There is a striking paradox at the heart of New Zealand’s current situation. We generate 85.5% of our electricity from renewable sources, one of the cleanest grids in the world. Yet transport, which accounts for nearly 40% of all our energy use, remains almost entirely dependent on imported oil. The tools required to build resilience against fuel shocks are exactly the same tools required to decarbonise: electrification, shorter and more local supply chains, investment in active transport and public transit, energy efficiency across operations. Businesses that have been building these capabilities for sustainability reasons are now discovering competitive advantage in a disrupted market.
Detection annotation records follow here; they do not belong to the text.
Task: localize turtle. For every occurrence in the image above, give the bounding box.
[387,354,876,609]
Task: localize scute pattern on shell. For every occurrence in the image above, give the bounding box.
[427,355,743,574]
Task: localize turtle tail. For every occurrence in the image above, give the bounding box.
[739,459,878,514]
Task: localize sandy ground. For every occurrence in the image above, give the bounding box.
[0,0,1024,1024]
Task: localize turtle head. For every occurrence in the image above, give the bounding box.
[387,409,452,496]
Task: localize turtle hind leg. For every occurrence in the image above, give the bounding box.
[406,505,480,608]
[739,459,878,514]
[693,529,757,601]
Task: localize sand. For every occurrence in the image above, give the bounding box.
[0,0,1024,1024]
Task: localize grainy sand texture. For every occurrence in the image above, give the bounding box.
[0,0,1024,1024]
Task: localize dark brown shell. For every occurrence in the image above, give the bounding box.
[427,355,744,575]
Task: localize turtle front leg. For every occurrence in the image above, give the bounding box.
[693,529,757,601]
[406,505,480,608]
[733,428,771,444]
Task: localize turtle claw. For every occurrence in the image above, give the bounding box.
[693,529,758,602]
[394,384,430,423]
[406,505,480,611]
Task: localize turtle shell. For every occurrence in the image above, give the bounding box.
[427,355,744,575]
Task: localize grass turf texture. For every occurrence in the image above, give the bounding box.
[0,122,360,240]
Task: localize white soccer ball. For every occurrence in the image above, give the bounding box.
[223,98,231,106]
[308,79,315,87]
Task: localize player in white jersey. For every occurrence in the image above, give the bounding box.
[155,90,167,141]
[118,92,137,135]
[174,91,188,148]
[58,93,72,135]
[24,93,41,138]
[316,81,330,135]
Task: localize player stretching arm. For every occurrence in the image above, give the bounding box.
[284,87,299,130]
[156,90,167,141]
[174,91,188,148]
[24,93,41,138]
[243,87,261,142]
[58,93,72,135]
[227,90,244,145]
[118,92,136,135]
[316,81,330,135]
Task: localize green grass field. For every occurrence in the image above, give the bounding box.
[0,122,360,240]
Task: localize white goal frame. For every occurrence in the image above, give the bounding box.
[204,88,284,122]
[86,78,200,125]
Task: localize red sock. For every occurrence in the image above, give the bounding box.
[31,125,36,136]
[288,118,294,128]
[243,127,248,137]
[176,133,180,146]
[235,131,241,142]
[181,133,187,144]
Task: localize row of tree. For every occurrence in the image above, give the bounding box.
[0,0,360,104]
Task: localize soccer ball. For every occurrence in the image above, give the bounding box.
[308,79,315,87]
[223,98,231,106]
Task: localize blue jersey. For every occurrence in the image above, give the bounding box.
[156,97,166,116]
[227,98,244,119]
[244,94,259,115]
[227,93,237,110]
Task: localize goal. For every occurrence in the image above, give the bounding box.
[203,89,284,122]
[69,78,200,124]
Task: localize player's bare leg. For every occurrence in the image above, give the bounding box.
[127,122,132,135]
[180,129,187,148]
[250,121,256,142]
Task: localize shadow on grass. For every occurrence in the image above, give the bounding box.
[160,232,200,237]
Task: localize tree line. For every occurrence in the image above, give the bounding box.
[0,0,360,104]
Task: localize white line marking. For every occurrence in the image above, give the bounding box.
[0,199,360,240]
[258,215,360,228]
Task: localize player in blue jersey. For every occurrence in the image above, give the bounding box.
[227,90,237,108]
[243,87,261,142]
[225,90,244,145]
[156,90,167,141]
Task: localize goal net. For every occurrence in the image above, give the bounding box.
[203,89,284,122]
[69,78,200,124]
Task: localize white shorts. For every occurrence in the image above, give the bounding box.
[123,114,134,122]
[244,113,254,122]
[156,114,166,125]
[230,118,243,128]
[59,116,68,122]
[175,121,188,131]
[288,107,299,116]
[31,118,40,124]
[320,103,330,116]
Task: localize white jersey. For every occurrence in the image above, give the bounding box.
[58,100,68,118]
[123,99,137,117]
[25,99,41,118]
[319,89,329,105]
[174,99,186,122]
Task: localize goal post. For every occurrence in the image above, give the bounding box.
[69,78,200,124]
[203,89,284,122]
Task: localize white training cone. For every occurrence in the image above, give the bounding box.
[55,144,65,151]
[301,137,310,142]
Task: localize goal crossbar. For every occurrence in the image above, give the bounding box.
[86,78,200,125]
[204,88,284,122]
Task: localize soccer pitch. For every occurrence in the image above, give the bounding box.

For businesses in Otago and Southland, where distances are long and fuel dependency runs deep through freight, farming and logistics, the case is stronger still. Investment in EV charging infrastructure, regional logistics co-ordination and active transport options for staff is not green idealism. Right now, it is straightforward risk management.

The business owner at the pump is looking at a real-time readout of a structural problem that has been building for 20 years. The question isn’t whether change is coming, it is whether we use this moment to get ahead of it, or wait for the next crisis to make the case again.

Sara Walton is a professor of sustainability and business at the Otago Business School, University of Otago.